Хлопает дверь и появляется Кролик – артист Соловьев – бывший мой однокурсник. В перерывах между мелкими аферами с артистами‑двойниками, он читает «Мцыри» в детских садах и распространяет билеты Театра кукол. Пока он хип‑хопом подергивается у писсуара, мне приходит в голову неоригинальная, но полезная мысль. Я превращаю ее в слова:

– Поздравляю, Серый. Гениальное перевоплощение.

– Не пи*ди, – ответил он. – Ты что говорил, когда я Эзопа играл в постановке Плешмана? Что тогда говорил?

– Не помню… – соврал я и блеванул еще раз.

– А я помню. Мудаком меня называл. Говорил, что и гримом не замазать во мне мудака.

– Брось, Серега, это белая зависть. Дай полтинник, через час получу и отдам.

– Вы мне смешны, – продекламировал Соловьев и, скрестив руки на груди, с гордостью уставился на себя в зеркало. – И вас колбасит.

– Ну и хрен с тобой, – я побрел к выходу, но Эзоп вдруг поддался.

– А вас, Штирлиц, я попрошу остаться.

Я выдохнул и повернул обратно: снисходительно улыбаясь, Соловьев вытащил из‑под кроличьего хвостика бутылку крепыша:

– Так и быть. У меня, между прочим, съемки после елок наклевываются.

Сколько знаю этого мудака, его постоянно куда‑нибудь приглашают. Дальше проб, правда, дело не заходит.

Первые глотки давались с трудом. Винище перло назад, и мне пригодились воля и навык, чтоб не пустить фонтан. Зато через пять минут мне полегчало. И мы добили бутылку за следующий прихват. Соловьевская морда пошла пятнами – натурально линяющий кролик. Моя же рожа только слегка разгладилась, заблестели глаза, захотелось продолжить.

Мы поднялись в буфет Дома культуры, где играли. Занюханный, с интерьером двадцатилетней давности, такие мне нравились. Дети покинули его недавно: на столах лежали остатки сладкого. Наши – Поваляев (он у нас Дед Мороз), Марина и Дашенька (Снегурочка и Баба‑Яга) – уже были здесь и бухали.

– Помните, восемьдесят девятый, премьера в Малом? «Чайка». Финал. Накал страстей, – гремел Поваляев. – И тут появляюсь я. И у меня штаны падают.

Все засмеялись, даже буфетчица. По‑моему, она тоже втихаря поддавала. Эти бородатые шутки из жизни театра. Их тем больше, чем декламатор бездарнее.

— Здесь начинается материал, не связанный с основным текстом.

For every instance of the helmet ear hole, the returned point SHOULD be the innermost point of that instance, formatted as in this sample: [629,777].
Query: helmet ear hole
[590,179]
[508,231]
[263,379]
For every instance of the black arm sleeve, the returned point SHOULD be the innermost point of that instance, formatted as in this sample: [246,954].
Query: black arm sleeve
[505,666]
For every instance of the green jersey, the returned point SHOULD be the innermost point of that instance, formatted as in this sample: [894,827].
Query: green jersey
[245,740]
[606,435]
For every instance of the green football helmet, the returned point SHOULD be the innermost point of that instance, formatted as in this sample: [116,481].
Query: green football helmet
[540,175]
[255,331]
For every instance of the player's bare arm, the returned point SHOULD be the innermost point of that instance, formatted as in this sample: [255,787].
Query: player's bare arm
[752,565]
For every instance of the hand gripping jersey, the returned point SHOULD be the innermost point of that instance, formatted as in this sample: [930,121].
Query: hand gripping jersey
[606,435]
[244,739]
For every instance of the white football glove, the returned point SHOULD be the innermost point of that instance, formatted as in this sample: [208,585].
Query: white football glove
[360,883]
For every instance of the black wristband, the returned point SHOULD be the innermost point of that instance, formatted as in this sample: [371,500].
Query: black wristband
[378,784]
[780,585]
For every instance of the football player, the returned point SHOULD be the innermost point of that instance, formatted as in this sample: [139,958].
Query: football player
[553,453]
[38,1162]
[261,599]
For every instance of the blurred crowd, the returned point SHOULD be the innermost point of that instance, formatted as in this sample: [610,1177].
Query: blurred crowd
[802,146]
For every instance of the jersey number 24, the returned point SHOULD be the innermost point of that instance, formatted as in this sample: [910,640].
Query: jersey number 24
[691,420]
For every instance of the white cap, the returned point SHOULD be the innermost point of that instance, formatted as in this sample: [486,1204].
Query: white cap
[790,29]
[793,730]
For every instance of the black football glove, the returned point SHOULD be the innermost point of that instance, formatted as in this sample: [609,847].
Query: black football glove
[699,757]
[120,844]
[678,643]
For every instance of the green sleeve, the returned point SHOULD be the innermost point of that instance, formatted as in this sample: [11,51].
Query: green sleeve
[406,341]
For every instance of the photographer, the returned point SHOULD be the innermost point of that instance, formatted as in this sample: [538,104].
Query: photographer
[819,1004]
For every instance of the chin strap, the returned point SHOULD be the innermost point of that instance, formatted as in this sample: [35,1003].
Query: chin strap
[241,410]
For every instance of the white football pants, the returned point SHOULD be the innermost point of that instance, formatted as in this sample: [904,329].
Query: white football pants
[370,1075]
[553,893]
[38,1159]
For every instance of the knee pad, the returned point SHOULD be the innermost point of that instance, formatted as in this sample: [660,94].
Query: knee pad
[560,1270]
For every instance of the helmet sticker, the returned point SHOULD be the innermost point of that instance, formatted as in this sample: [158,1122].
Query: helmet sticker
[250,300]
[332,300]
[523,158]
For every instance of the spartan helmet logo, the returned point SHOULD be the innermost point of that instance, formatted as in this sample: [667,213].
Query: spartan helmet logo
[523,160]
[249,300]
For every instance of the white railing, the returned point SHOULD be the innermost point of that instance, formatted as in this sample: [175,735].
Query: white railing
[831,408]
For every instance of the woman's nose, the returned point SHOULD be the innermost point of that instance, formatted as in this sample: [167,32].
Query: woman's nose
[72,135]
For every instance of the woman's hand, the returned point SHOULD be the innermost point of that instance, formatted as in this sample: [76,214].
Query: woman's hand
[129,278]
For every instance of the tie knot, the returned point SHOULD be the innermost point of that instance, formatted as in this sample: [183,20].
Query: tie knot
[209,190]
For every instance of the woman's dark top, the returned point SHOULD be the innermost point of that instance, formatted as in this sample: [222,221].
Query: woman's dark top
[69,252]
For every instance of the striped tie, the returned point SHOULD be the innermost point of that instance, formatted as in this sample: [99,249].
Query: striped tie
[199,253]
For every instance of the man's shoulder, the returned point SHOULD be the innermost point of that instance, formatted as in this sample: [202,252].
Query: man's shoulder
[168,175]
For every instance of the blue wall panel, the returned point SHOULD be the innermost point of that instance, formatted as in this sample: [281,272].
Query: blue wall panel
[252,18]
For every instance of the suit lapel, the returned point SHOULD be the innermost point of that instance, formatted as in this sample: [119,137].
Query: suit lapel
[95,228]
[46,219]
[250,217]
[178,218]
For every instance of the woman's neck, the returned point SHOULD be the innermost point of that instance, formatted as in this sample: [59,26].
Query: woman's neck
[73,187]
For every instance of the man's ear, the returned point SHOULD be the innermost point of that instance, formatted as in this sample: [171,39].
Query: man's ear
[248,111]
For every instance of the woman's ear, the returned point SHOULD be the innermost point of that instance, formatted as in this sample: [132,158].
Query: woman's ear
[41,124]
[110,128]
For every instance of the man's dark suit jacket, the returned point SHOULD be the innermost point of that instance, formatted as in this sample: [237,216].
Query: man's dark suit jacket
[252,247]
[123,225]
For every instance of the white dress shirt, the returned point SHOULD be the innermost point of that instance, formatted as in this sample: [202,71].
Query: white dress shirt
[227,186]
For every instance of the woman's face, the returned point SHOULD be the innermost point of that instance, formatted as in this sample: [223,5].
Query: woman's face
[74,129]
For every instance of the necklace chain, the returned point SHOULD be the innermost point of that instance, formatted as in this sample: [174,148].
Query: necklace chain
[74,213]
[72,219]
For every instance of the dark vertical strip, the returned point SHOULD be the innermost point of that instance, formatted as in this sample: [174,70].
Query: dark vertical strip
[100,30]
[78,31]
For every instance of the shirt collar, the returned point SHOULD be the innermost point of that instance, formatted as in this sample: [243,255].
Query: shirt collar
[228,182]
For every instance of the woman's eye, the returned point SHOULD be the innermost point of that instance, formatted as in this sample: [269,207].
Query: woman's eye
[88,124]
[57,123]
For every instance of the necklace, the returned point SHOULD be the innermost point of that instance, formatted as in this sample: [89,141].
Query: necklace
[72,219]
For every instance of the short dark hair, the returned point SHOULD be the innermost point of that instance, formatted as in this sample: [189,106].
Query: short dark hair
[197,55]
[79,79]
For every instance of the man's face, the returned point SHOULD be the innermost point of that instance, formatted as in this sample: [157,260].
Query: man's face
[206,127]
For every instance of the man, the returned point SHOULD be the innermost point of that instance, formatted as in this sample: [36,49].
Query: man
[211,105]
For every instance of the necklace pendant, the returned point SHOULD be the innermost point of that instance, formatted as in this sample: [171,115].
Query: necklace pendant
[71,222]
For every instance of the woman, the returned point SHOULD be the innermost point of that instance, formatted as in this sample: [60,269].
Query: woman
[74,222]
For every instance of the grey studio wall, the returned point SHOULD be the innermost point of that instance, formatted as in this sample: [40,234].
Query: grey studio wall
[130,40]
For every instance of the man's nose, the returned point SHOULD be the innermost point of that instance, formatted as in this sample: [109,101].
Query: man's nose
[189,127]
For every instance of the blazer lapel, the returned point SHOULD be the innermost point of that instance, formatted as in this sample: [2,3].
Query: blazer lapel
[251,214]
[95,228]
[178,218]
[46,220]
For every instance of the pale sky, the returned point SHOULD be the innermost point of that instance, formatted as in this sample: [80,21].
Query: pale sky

Проверено личным опытом. Восемнадцатилетним нахождением в артистическом мире, в театре и возле него.

Мы с кроликом усаживаемся рядом, выпиваем по стакану вина. Вино, потому что нет водки. По мне бы, конечно, водки.

Поваляев, не останавливаясь, гонит свои бородатые байки и, знай себе, ржет. Волосы остались у него только над ушами и на затылке, зато они вымытые и длинные и стянуты резинкой в косичку. У него крупная сократовская голова и большой картофельный нос. Он становится все менее импозантным с годами и все больше напоминает откормленного пасюка. Может, поэтому, его приглашают сниматься в телесериалы на эпизодические роли банкиров и политэлиты.

– И что же Губанский? Ну живет он во Франции. Уличный мим. Ничтожество. Жить нужно здесь, – Поваляев постучал своим мягким кулаком по столу. – Я думаю, вы со мной согласны.

Я выпил еще один полный стакан вина. Реальность разглаживалась, мне легчало, а Поваляева несло. Будучи студентом, большой, с зычным голосом, бантом на шее, в глянцевых лакированных башмаках, он тогда уже давил всех своим авторитетом и избыточным весом. И теперь Дашенька и Марина не решались его перебить и согласно кивали.

– Вы говорите: Мейерхольд. Ха‑ха‑ха! (Дашенька захихикала.) Ха‑ха‑ха! Родись в наше время Мейерхольд, он и проявить бы себя не смог. Ничтожество, – Поваляев вытер пальцами пену со своих негроидных губ. – Друзья! Мне стыдно, что какие‑то деньги завладели душами и умами людей. Друзья, вам не кажется, что мир катится к пропасти – искусство превращается в продукт, в красочно упакованную тухлятину.